Klein, a New York Times columnist, and Thompson, an Atlantic staffer, lean to the left, but they aren’t interrogating the usual suspects. Aware that many conservatives have no interest in their opinions, the authors target their own side’s “pathologies.” Why do red states greenlight the kind of renewable energy projects that often languish in blue states? Why does liberal California have the nation’s most severe homelessness and housing affordability crises? One big reason: Liberal leadership has ensnared itself in a web of well-intentioned yet often onerous “goals, standards, and rules.” This “procedural kludge,” partially shaped by lawyers who pioneered a “democracy by lawsuit” strategy in the 1960s, threatens to stymie key breakthroughs. Consider the anti-pollution laws passed after World War II. In the decades since, homeowners’ groups in liberal locales have cited such statutes in lawsuits meant to stop new affordable housing.
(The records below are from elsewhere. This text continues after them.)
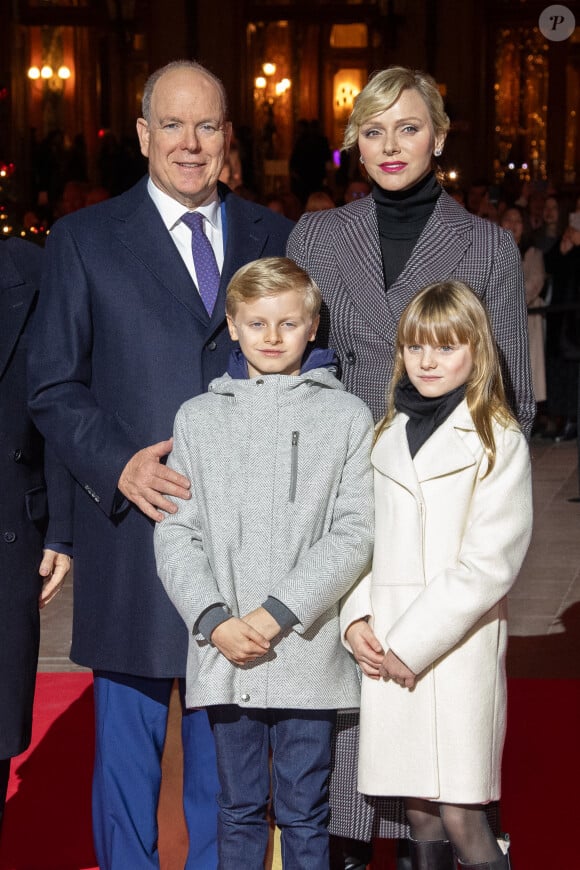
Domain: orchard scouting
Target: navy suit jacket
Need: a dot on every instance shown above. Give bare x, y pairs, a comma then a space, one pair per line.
123, 340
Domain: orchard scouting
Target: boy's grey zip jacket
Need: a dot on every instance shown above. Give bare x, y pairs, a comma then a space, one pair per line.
281, 508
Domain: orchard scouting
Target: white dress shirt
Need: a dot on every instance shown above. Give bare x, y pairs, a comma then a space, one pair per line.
171, 212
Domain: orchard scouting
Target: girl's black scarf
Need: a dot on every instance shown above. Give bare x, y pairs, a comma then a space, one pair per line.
425, 414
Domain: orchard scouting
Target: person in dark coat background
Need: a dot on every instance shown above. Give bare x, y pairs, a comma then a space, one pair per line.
29, 578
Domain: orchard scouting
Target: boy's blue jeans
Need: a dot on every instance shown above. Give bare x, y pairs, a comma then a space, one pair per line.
300, 741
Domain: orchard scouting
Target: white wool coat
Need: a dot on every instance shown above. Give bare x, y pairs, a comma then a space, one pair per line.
281, 506
448, 547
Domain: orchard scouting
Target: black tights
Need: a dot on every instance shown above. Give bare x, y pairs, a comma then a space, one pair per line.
465, 826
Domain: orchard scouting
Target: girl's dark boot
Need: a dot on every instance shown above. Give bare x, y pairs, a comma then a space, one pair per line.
432, 855
502, 863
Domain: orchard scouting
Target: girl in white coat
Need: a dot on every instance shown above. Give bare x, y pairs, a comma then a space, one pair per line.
428, 626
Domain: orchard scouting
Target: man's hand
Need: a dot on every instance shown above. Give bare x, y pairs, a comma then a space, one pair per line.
366, 647
238, 641
146, 482
263, 622
55, 567
392, 668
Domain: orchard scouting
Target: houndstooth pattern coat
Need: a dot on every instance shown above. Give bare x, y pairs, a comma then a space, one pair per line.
340, 249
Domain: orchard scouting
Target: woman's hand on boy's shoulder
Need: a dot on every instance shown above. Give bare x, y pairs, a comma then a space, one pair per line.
366, 647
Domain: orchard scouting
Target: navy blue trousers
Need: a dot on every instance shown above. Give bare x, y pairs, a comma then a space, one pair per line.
131, 722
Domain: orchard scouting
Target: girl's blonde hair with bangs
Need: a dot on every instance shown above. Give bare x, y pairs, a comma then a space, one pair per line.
449, 312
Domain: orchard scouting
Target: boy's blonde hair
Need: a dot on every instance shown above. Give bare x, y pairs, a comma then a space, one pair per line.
384, 89
269, 277
449, 312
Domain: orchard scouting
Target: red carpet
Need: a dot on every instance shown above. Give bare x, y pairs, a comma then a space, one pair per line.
47, 822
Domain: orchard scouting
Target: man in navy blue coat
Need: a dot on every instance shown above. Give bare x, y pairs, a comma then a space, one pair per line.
124, 338
29, 578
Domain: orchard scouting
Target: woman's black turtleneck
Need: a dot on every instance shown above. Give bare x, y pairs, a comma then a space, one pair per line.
401, 216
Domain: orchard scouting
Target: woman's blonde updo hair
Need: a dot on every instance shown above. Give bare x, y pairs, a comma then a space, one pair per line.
384, 89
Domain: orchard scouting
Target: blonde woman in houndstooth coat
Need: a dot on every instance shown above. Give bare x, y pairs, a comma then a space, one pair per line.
369, 259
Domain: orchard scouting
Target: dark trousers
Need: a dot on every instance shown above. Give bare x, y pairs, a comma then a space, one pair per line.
131, 721
300, 742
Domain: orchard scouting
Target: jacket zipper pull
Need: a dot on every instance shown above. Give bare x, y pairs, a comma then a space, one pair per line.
293, 466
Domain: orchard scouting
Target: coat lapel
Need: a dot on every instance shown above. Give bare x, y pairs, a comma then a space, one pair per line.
140, 228
246, 238
391, 456
16, 300
440, 247
446, 452
358, 253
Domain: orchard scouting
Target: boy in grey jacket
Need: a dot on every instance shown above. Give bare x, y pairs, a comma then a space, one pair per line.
278, 528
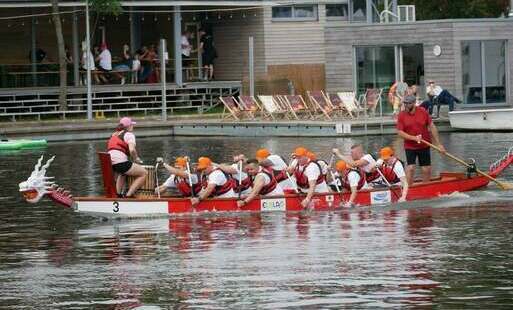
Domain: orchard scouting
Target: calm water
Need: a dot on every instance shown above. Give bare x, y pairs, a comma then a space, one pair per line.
455, 252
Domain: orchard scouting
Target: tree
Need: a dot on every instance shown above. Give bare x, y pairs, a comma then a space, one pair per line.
100, 6
445, 9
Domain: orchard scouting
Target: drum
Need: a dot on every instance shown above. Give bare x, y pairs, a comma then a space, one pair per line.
148, 188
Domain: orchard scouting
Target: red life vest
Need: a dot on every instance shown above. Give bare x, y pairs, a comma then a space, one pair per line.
220, 189
117, 142
301, 178
244, 185
266, 189
389, 173
184, 187
344, 181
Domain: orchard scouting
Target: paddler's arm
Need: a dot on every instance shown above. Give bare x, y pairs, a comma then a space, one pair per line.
405, 187
311, 189
257, 187
203, 194
436, 136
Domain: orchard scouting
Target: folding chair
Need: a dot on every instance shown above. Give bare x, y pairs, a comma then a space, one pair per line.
251, 105
231, 104
372, 99
320, 101
271, 107
336, 101
297, 106
350, 102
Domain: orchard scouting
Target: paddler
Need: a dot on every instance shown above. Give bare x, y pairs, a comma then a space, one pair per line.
352, 179
180, 179
392, 169
279, 167
414, 125
362, 160
263, 182
309, 175
215, 182
121, 147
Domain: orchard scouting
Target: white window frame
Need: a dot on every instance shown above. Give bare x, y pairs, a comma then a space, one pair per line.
341, 18
297, 19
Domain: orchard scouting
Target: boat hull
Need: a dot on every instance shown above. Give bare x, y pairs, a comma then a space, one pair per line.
154, 207
486, 119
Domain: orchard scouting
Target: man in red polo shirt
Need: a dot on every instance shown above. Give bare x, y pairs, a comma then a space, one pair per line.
413, 125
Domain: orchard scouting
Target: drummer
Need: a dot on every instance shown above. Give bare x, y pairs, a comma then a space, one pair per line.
179, 179
121, 146
215, 182
263, 181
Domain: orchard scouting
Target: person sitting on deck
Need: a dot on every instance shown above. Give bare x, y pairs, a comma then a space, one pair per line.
120, 146
361, 160
180, 179
262, 180
215, 182
279, 167
308, 174
235, 170
392, 169
352, 179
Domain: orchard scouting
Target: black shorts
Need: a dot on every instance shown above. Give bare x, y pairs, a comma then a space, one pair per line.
424, 156
123, 167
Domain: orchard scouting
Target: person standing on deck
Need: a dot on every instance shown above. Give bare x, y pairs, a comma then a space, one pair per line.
362, 160
392, 169
413, 125
308, 174
121, 146
215, 182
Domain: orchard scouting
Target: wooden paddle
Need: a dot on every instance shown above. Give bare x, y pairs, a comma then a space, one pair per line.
502, 185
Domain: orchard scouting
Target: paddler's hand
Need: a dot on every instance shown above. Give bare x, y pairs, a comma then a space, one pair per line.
305, 202
194, 201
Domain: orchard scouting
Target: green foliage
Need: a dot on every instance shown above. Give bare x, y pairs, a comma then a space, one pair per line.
445, 9
112, 7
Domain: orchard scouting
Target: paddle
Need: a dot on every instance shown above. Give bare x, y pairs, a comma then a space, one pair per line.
189, 177
502, 185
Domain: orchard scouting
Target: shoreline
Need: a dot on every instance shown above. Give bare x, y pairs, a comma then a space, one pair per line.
204, 125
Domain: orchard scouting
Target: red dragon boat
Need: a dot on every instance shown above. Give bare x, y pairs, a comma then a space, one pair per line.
38, 185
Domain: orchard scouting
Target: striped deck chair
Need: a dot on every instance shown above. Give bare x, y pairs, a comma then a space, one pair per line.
321, 103
271, 108
350, 102
337, 102
297, 106
251, 105
372, 99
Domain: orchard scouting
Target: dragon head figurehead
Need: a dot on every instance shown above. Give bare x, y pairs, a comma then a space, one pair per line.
38, 185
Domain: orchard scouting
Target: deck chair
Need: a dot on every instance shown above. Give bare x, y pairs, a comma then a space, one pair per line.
336, 101
231, 104
271, 108
371, 99
321, 103
251, 105
350, 102
297, 106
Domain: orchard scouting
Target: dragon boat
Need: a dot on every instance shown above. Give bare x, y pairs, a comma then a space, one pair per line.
147, 204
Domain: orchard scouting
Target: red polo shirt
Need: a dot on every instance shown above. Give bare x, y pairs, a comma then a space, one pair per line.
416, 123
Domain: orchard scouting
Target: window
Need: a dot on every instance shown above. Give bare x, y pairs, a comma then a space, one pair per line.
359, 11
484, 71
337, 11
295, 12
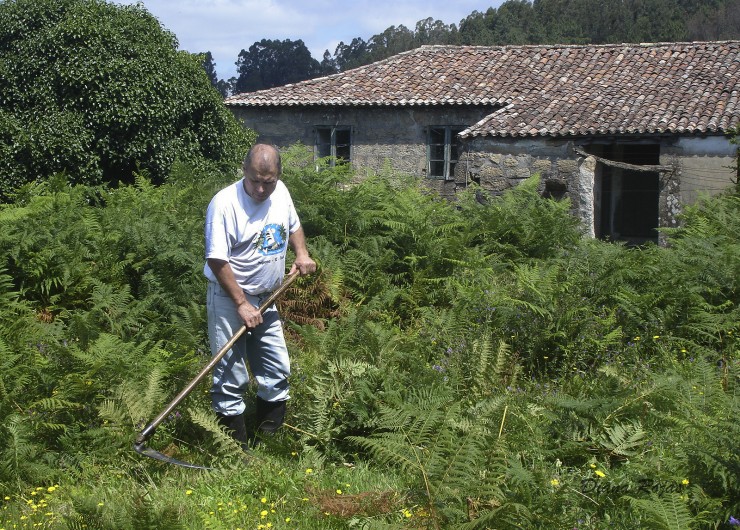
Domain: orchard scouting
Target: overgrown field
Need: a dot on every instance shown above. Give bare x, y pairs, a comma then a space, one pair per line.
454, 365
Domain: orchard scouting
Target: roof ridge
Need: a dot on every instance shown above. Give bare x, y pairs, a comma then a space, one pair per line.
665, 86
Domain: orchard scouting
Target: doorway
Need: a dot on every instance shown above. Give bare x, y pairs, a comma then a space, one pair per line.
627, 199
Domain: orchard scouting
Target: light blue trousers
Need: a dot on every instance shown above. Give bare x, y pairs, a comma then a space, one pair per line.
263, 348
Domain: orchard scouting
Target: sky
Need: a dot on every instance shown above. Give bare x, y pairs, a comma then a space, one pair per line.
225, 27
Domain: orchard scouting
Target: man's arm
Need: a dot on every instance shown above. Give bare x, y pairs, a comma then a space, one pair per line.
225, 276
303, 262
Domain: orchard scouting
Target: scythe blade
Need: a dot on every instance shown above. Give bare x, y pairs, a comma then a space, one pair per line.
148, 432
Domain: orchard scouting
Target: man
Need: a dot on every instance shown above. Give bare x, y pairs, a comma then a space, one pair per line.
249, 226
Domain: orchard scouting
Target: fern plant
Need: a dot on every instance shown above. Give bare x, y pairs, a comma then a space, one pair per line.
428, 436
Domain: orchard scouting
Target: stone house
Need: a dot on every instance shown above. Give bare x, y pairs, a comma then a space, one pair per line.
628, 132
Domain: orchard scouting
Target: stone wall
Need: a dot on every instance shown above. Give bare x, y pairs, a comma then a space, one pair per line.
392, 137
689, 167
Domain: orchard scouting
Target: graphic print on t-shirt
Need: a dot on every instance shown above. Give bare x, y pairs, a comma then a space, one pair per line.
272, 240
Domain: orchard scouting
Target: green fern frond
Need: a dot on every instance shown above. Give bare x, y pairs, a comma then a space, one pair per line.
226, 445
623, 439
667, 512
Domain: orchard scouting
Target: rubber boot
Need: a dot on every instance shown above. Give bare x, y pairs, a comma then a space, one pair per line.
237, 428
270, 415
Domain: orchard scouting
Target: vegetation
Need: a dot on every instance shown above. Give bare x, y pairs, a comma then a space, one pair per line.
454, 365
99, 91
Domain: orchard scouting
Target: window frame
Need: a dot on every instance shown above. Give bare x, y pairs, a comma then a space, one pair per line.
333, 146
450, 141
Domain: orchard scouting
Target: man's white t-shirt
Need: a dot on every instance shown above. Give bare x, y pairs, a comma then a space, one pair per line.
252, 236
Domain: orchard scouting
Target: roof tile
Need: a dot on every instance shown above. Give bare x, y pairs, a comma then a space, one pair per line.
544, 90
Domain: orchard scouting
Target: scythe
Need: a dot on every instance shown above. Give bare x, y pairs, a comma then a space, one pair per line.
148, 432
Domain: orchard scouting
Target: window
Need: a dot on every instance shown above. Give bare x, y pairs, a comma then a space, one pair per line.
334, 142
442, 152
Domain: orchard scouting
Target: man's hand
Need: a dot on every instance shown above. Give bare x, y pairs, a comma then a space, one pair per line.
250, 315
304, 265
303, 262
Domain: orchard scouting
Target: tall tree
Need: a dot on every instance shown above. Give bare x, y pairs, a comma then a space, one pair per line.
210, 67
351, 55
100, 91
271, 63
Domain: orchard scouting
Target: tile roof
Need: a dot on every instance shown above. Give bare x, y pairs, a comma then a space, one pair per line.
544, 90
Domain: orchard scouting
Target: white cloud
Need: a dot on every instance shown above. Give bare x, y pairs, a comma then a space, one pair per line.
225, 27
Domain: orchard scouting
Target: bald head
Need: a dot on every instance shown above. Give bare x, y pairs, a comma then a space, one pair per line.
263, 158
262, 168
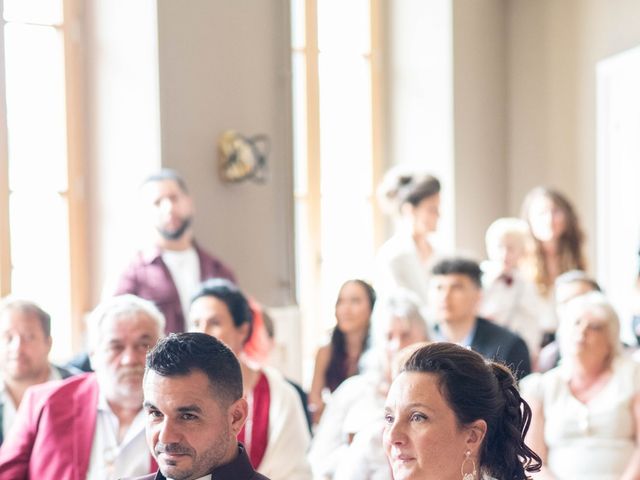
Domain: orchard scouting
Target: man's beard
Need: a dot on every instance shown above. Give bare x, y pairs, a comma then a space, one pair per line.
178, 232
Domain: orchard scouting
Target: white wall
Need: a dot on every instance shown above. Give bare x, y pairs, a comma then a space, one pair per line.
226, 64
480, 122
553, 49
123, 128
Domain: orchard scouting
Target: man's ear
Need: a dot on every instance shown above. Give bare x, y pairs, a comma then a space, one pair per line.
476, 432
244, 331
237, 414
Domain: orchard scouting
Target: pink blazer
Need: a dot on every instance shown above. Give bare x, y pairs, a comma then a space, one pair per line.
53, 432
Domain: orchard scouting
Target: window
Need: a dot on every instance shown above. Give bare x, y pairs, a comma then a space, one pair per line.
336, 151
618, 170
41, 179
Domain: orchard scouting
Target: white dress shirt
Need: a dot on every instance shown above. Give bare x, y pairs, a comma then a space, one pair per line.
111, 460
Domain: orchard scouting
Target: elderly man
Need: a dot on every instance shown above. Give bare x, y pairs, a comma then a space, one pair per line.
25, 343
170, 271
195, 410
92, 425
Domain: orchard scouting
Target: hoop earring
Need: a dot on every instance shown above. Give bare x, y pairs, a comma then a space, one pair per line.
470, 475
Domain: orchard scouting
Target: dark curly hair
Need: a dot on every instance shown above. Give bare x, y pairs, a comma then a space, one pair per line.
479, 389
570, 242
337, 368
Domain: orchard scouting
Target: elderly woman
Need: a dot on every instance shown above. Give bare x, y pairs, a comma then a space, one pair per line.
358, 401
451, 414
586, 412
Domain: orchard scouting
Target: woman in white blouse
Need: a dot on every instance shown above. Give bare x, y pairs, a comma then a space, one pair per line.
586, 412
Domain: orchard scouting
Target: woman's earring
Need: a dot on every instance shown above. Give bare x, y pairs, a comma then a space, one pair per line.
472, 474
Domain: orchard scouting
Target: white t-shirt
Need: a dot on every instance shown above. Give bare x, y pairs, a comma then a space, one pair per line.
184, 267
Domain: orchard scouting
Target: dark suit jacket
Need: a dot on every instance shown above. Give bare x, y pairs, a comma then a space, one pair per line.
495, 342
239, 469
147, 276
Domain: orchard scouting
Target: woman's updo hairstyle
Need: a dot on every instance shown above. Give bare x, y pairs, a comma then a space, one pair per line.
479, 389
402, 185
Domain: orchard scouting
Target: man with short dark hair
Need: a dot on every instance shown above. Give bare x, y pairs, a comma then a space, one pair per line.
195, 409
455, 293
171, 270
25, 343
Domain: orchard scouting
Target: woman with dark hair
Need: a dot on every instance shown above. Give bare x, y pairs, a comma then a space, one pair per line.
357, 402
451, 414
275, 434
339, 359
586, 411
557, 245
413, 198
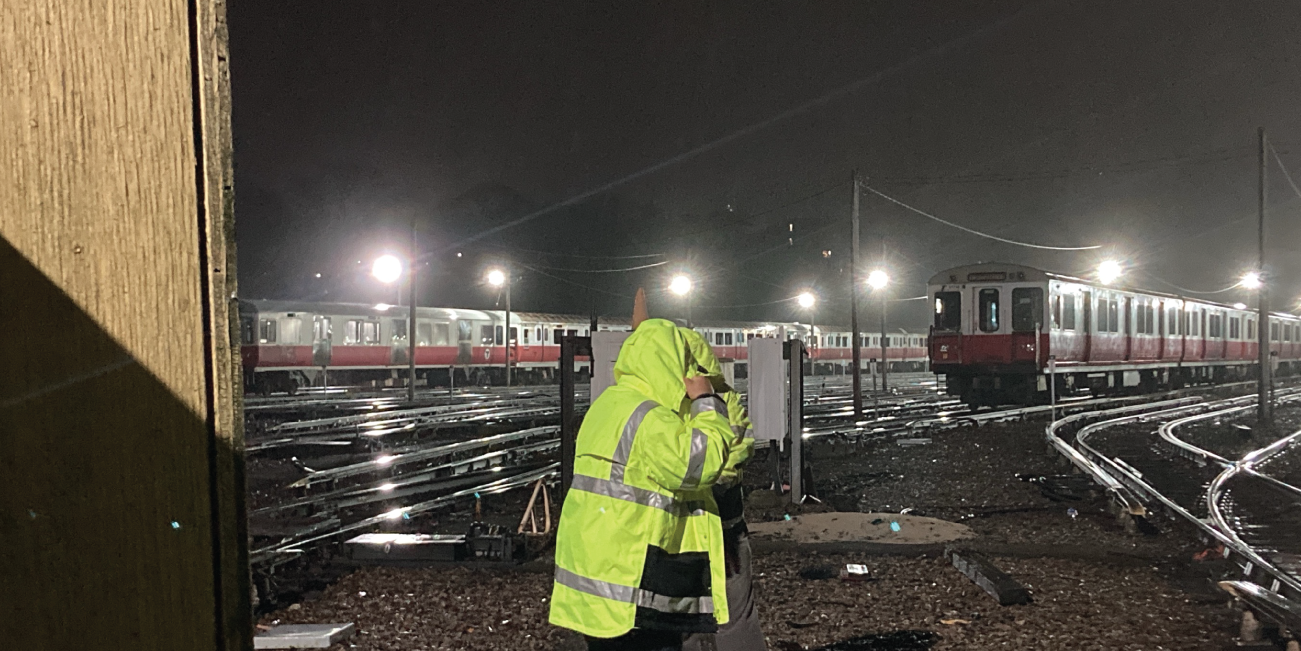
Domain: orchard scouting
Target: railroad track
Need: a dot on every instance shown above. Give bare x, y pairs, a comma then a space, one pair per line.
1192, 461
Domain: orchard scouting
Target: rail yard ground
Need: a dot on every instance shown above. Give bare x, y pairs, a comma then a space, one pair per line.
1093, 583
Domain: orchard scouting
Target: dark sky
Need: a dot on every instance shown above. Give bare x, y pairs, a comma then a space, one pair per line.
722, 126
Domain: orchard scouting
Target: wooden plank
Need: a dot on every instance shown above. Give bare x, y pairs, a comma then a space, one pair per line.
120, 430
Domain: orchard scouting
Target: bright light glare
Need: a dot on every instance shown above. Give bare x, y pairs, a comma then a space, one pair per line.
1109, 271
387, 268
679, 285
878, 279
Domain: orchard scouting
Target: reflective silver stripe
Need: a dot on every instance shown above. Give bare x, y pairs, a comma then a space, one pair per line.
593, 586
635, 495
696, 464
630, 431
632, 595
709, 404
675, 604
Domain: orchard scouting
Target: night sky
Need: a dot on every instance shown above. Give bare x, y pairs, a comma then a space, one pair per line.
709, 136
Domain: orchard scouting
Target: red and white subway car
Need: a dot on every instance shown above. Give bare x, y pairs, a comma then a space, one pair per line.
997, 327
288, 345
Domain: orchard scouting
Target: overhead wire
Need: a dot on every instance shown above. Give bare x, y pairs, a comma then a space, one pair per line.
972, 231
1284, 168
608, 271
573, 283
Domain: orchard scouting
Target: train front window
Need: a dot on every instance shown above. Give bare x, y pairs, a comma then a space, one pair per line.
1027, 309
949, 311
989, 317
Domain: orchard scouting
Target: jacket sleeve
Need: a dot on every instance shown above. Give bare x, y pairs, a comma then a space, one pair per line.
683, 453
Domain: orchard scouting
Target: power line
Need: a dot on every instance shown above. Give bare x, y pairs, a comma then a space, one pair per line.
557, 254
609, 271
1284, 168
573, 283
919, 211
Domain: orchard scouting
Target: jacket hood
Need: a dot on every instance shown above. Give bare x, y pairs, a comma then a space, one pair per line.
653, 360
701, 354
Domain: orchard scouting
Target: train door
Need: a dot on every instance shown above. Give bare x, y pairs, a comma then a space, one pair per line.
321, 343
1086, 331
1027, 324
1127, 327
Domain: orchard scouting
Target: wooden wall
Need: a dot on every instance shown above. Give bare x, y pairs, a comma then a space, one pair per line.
121, 516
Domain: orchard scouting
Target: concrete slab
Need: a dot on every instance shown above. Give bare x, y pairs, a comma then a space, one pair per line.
863, 527
303, 636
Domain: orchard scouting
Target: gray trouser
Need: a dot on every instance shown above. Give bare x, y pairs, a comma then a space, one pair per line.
742, 632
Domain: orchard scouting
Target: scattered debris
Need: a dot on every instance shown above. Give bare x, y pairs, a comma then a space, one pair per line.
989, 578
303, 636
855, 572
818, 572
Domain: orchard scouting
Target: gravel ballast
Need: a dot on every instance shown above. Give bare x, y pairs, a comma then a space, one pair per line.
1093, 585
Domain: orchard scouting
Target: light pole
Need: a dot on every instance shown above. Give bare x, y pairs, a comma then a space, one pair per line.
682, 285
1110, 271
500, 277
388, 270
877, 280
807, 301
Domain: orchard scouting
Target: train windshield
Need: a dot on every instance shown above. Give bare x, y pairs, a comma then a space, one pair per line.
949, 311
1027, 309
989, 315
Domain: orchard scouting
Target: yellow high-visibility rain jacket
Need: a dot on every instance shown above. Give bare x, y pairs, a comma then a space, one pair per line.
639, 542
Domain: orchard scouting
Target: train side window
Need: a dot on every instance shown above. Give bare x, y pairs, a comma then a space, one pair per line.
989, 315
949, 311
321, 330
290, 331
267, 331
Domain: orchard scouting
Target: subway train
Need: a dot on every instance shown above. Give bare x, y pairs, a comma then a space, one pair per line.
288, 345
997, 327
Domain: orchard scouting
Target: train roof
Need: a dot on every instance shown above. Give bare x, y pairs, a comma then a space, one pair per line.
1012, 272
260, 305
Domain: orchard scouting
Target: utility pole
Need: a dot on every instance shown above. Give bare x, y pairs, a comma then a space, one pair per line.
411, 341
1263, 408
885, 362
509, 348
854, 297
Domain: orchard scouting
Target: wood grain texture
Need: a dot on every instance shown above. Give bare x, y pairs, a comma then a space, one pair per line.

Today, these laws “block the clean energy projects” required to tackle climate change. Nuclear energy is “inarguably safer” than the fossil fuel variety, but because Washington doesn’t always “properly weigh risk,” it almost never builds new reactors. Meanwhile, technologies that may cure disease or slash the carbon footprint of cement production benefit from government support, but too often the grant process “rewards caution and punishes outsider thinking.” The authors call this style of governing “everything-bagel liberalism,” so named because of its many government mandates. Instead, they envision “a politics of abundance” that would remake travel, work, and health. This won’t happen without “changing the processes that make building and inventing so hard.” It’s time, then, to scrutinize everything from municipal zoning regulations to the paperwork requirements for scientists getting federal funding. The authors’ debut as a duo is very smart and eminently useful.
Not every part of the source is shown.